A more important question that follows, naturally asks if these people should be on Pez dispensers? Is this appropriate? Each tower has a locked door on the side with no allusion to what might be inside. Should we be interrogating the interiors of these people? I think Pavlisko wants to ask interesting questions about reverence here. Do they belong in museums, or should they be democratized by something so common as a Pez dispenser? Might that democratization be cheapening? I can fathom Bowie realistically on a Pez Dispenser, but I can’t help but wonder if it’s a little disrespectful to put someone like Rosa Parks on one. I think Pavlisko wants to ask if we should allow important figures to be reverenced by simplicity and what dimensions of culture decide who is, and isn’t, important for culture. I also wonder if it’s been long enough since Parks’s time to start changing the way we reverence her. Perhaps, in a culture in which racism is very much alive, if people like her should remain in places of seriousness.

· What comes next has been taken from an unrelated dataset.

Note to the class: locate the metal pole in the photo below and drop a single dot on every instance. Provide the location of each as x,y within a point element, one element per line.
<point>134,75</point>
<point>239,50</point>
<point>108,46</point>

No matter how you answer these questions, though, I think this is where he alludes to his economic interests most effectively. It isn’t forceful like the neon and shoes, but it similarly reflects on the reality that people – like art – will be commodified as time negotiates their legacies. Museums and monuments, like Pez dispensers, have economic boundaries and Pavlisko wants to question how our considerations of culture and legacies fit within or without those economic boundaries.